Diagnosis of HLH is challenging due to its rare occurrence, variable presentation, and nonspecific findings. H score is a diagnostic score consisting of 10 variables designed to estimate an individual’s risk of having HLH.14 The probability ranges from <1% with H score of ≤90 to >99% for H score of ≥250. Our patient fulfilled 5 of 8 criteria and had an H score of 250, making the probability of HLH 99%. Per the HLH-2004 trial protocol, patients are treated with 8 weeks of induction therapy with etoposide and dexamethasone, followed by bone marrow transplantation in cases of primary HLH.15

Liver involvement in HLH is common and results in elevation of liver enzymes.9 There have been case reports of HLH presenting as acute liver failure, which is associated with poor prognosis.1,2,5,9,11 The mechanism of liver injury is related to infiltration by hemophagocytic histiocytes or due to overproduction of cytokines.

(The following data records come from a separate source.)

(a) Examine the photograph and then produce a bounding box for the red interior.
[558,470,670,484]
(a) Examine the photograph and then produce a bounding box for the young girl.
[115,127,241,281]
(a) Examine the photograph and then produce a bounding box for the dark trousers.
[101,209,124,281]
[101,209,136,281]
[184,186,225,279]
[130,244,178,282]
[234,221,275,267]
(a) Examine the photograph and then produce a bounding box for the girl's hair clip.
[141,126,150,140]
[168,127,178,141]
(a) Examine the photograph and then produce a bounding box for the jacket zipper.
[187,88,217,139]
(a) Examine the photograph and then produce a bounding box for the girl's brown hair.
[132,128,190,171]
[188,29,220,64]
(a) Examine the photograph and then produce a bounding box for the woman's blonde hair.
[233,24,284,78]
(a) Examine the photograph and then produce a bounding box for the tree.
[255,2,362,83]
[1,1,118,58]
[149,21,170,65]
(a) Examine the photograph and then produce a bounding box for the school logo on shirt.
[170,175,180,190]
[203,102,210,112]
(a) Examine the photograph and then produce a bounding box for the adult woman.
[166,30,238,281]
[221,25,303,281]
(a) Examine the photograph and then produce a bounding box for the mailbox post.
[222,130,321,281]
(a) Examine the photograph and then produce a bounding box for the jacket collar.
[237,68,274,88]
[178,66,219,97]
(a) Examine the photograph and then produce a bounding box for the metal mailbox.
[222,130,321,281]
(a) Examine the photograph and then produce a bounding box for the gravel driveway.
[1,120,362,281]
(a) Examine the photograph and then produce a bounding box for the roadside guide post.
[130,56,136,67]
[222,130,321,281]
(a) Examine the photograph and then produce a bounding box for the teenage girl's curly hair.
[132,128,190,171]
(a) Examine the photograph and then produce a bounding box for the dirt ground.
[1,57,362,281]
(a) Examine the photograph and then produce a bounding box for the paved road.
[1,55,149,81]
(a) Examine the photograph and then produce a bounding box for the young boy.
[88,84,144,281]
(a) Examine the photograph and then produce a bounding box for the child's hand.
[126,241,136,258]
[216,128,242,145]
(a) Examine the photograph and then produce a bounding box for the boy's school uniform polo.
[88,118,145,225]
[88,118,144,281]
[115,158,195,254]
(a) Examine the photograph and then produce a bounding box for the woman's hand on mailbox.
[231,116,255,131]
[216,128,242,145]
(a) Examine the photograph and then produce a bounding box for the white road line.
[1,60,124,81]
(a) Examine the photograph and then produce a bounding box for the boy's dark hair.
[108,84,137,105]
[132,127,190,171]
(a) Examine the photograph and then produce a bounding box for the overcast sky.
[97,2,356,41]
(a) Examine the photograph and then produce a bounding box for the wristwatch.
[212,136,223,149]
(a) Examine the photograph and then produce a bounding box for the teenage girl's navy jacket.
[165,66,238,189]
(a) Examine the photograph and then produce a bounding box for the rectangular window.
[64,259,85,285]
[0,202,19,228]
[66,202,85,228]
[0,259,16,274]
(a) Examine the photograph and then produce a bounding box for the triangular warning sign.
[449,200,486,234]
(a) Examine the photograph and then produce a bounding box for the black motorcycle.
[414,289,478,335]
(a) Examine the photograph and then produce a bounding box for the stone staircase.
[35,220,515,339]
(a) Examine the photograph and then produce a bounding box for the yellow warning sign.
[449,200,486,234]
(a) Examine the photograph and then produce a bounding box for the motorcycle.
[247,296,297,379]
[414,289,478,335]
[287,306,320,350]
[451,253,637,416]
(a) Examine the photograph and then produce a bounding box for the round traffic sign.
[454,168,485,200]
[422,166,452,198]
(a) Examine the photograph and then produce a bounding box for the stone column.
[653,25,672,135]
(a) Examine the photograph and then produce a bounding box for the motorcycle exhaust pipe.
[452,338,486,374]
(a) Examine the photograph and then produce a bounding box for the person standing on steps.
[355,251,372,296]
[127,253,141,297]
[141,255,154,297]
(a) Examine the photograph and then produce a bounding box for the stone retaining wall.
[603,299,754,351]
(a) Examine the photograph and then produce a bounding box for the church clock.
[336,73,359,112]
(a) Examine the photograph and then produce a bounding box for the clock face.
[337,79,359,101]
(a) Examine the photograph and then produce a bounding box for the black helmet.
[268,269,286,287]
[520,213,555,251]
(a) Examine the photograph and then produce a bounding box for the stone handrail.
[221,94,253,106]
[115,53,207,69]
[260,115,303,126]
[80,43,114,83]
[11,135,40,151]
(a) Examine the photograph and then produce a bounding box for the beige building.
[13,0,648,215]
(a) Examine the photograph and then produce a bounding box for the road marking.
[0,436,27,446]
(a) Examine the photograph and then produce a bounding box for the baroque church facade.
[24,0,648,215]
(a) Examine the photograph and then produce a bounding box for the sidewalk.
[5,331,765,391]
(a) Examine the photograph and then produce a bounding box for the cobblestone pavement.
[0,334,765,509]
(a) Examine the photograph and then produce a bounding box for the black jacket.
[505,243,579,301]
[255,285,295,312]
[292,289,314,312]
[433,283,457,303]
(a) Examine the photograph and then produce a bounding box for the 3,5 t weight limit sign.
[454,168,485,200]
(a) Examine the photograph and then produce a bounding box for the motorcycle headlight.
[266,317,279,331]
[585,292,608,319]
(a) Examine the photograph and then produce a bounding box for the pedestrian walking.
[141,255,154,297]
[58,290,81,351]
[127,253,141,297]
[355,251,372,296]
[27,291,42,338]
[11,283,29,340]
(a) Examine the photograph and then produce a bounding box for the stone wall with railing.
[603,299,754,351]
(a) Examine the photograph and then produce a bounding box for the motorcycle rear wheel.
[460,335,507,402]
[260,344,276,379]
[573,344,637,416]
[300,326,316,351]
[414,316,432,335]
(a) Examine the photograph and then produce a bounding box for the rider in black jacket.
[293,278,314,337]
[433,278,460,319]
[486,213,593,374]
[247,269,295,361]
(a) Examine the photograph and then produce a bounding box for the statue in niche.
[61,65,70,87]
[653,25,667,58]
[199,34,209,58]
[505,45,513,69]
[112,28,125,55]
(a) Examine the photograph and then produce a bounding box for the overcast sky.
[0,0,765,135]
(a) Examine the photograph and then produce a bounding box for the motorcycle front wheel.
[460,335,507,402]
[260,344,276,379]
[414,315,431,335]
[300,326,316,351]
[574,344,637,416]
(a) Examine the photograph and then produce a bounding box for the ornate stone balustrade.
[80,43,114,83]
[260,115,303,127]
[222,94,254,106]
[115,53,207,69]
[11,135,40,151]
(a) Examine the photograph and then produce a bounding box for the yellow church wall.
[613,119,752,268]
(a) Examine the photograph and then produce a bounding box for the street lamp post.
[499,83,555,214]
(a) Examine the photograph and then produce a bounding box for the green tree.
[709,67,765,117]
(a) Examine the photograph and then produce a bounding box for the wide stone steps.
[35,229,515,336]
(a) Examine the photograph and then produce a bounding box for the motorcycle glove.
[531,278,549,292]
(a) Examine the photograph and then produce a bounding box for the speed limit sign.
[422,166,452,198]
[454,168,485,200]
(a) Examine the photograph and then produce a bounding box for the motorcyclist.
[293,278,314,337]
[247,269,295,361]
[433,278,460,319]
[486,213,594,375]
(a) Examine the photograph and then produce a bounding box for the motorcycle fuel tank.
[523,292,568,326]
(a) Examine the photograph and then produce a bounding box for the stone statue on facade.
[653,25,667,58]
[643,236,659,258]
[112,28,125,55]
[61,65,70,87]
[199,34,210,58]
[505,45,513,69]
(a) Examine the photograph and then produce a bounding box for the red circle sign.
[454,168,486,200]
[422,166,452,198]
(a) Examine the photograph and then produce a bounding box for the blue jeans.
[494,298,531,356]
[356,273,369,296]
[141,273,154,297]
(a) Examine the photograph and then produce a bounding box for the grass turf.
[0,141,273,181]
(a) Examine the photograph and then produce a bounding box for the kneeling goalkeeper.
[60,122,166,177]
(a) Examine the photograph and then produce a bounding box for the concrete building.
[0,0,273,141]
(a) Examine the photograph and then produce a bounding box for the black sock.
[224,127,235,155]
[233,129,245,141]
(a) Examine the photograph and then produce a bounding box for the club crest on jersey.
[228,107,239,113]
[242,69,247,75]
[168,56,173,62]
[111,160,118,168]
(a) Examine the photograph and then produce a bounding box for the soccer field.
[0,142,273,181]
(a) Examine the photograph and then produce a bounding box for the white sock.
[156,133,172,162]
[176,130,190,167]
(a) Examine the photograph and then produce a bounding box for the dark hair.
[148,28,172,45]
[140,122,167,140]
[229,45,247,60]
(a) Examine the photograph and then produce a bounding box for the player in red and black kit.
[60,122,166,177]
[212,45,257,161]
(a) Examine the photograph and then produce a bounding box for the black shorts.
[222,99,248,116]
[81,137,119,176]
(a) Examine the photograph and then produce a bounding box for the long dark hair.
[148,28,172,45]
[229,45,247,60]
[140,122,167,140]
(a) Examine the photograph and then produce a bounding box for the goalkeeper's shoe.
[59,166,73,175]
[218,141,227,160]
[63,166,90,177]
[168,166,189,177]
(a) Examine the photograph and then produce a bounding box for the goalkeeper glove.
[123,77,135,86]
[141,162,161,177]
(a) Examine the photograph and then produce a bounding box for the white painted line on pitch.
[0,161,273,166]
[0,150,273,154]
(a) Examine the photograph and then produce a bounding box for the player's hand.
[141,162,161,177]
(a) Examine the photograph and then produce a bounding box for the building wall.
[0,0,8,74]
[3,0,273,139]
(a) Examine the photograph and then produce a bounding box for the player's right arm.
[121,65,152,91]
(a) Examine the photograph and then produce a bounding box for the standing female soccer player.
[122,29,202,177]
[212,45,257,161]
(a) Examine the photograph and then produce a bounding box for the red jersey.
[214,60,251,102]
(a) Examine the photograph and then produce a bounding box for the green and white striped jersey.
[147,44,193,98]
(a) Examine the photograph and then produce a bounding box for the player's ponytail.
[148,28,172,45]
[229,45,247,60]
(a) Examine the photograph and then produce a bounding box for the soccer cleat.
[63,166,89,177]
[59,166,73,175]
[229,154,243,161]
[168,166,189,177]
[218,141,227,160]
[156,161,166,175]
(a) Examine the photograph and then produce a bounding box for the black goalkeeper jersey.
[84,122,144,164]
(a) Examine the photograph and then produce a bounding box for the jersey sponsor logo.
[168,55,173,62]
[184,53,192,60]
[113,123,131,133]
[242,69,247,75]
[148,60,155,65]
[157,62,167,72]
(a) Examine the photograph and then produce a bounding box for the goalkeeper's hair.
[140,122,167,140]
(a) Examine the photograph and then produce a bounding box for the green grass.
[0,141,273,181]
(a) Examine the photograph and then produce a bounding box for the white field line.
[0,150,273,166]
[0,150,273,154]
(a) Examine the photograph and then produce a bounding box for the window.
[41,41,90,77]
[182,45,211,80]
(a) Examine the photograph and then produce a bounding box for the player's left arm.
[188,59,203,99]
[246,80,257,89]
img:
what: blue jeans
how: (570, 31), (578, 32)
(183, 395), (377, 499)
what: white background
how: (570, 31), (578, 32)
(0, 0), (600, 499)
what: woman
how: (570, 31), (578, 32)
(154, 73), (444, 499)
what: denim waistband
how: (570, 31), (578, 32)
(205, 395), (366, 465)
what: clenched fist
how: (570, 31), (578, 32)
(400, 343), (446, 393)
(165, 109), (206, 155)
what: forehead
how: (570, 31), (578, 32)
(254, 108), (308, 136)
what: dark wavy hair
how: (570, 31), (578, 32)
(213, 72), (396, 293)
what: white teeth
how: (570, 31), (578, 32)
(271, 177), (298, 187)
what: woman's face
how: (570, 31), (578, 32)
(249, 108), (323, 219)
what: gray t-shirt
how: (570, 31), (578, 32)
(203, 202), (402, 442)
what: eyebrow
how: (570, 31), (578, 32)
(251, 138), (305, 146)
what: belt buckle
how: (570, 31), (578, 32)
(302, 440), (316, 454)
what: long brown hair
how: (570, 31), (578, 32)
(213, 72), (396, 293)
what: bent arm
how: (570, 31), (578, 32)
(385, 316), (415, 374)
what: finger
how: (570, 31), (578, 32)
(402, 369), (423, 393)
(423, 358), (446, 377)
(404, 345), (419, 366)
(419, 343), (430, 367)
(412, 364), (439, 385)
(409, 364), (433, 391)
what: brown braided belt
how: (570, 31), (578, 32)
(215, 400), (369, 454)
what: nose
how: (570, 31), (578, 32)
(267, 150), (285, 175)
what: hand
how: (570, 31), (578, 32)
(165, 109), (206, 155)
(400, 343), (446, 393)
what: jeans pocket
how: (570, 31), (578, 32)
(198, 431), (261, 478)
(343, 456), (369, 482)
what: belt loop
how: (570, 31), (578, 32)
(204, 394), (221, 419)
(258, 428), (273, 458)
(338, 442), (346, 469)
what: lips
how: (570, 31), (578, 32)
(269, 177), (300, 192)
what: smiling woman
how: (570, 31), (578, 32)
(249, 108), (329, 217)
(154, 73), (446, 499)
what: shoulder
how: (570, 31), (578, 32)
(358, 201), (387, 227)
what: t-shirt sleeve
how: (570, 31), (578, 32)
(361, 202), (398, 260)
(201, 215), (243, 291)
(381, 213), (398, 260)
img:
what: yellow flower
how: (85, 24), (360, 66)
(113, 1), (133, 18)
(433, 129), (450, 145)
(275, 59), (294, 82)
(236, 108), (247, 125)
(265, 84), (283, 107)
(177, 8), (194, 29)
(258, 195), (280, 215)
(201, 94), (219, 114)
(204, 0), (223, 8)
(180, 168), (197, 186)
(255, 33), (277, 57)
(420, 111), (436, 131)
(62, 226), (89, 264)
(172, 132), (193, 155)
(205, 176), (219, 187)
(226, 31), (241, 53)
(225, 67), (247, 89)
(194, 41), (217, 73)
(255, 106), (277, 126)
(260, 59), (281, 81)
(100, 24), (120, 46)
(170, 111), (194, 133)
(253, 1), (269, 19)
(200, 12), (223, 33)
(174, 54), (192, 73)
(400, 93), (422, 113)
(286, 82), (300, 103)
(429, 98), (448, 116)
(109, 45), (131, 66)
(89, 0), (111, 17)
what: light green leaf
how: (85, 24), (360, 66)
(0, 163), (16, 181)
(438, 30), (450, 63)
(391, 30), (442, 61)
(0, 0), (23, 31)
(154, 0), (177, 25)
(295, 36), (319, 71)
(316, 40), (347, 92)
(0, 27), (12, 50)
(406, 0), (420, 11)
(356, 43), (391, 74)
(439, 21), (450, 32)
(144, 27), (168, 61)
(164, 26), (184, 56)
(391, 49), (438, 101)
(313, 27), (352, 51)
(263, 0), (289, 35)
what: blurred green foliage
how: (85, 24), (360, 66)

In one case series, 7 of 8 patients presenting with HLH causing acute liver failure died.9

Malignancy-associated secondary HLH is mostly described with T/NK-cell lymphomas and Hodgkin’s lymphomas, but is relatively uncommon in patients with B-cell non-Hodgkin’s lymphomas.16-19Only one case of newly diagnosed malignant lymphoma with HLH presenting as acute hepatic failure has been described in the literature prior to this report.5 That patient had liver failure due to T-cell lymphoma infiltrating the liver with secondary HLH resulting in a rapidly fatal course, with death on the sixth day of admission. Overall, newly diagnosed malignant lymphoma and HLH very rarely present as acute liver failure and are associated with a poor prognosis. A high index of suspicion and prompt initiation of chemotherapy can be lifesaving but still carries a high mortality.


Disclosures

Author contributions: R. Patel and S. Kapoor wrote the manuscript. H. Patel and W. Mulvoy reviewed the literature. S. Kapoor is the article guarantor.

Financial disclosure: None to report.

Informed consent could not be obtained due to hardship contacting the patient’s family. All identifying information has been removed to protect patient privacy.